DR. Flávio de Andrade Goulart*

José Cândido, conhecido como Candinho é motorista de caminhão e adora uma cervejinha com os amigos, de preferência acompanhada por um bom torresmo. Seu problema é ser hipertenso e apresentar sobrepeso, mas ele bem que daria uma fortuna por usufruir sem culpa desses momentos especiais, que vão se tornado cada vez mais raros, pelos seus compromissos de trabalho. Eis que ele teme, especialmente, por sua saúde, da qual depende para continuar na estrada. Assim como Candinho, a maioria das pessoas quer ser, não só feliz, como também saudável. Nada mais natural. Sobre isso li um artigo interessante, no qual se revelam alguns fatores determinantes do otimismo ou do pessimismo das pessoas perante sua saúde e a vida em geral (ver link ao final: Adler et al). Foram entrevistadas cerca de 4 mil pessoas, no Reino Unido e nos EUA, às quais se pediu que fizesse escolhas entre ser feliz ou ser fisicamente saudável. Os resultados sugerem que existem negociações internas sobre isso nas pessoas, ou seja, a ocorrência de um chamado trade-off, decisão que consiste na escolha de uma opção em detrimento de outra. e que isso seria determinado em parte substancial pelos próprios níveis de felicidade e saúde das mesmas. Assim, as pessoas infelizes parecem mais propensas a escolher vidas infelizes e pessoas insalubres mais propensas a escolher vidas insalubres. Tais resultados parecem confirmar um adágio popular daqueles países: “é melhor se haver com um diabo que você já conheça”, ou algo assim. A idade também desempenha um papel importante, já que pessoas mais velhas são mais propensas a escolher ser saudável em vez de ser feliz. Informações sobre adaptação às condições físicas de saúde também parecem importantes, embora com menos força do que as características dos entrevistados. Sem dúvida isso tem implicações para os formuladores de programas e políticas de saúde, se estiverem preocupados em satisfazer este tipo de preferência em seu público alvo.

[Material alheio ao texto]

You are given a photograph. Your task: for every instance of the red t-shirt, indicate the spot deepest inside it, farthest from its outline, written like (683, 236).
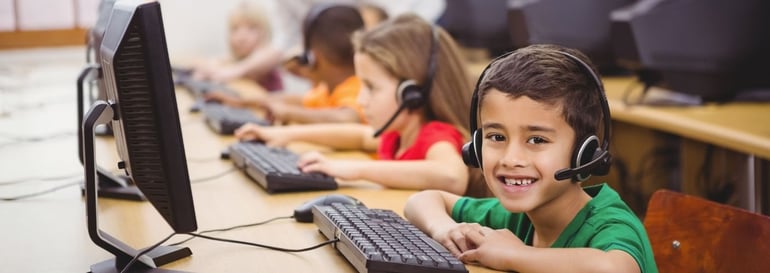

Esta leitura me fez procurar mais informações sobre a questão da felicidade, que eu encontrei em outro artigo, também indicado ao final, através de matéria da Folha de São Paulo, no qual os autores alertam que subsiste na sociedade atual uma verdadeira (e perniciosa) “tirania da felicidade, do prazer e do pensamento positivo”, ou “happycracia“. Isso mesmo! Vamos ver com mais detalhes. Segundo os autores de tal artigo (Illous e Cabañas, ver link) a influência da felicidade existiria não só no ambiente corporativo como também governamental, particularmente nos regimes sintonizados com algum tipo de neoliberalismo. Isso se articula com certa psicologia positiva, focada nas emoções positivas e na autodeterminação como caminho para a felicidade, coisa acolhida por acadêmicos, pela imprensa, formadores de opinião e o grande público, inclusive economistas e políticos, que enxergam felicidade a chave para mensurar o sucesso de uma sociedade. Com variadas metodologias circulando, critérios subjetivos como bem-estar, equilíbrio e prazer, vêm sendo quantificados, em busca dos tais índices de felicidade, passando inclusive a nortear políticas, porém em detrimento de ações concretas de distribuição de renda e de promoção de direitos.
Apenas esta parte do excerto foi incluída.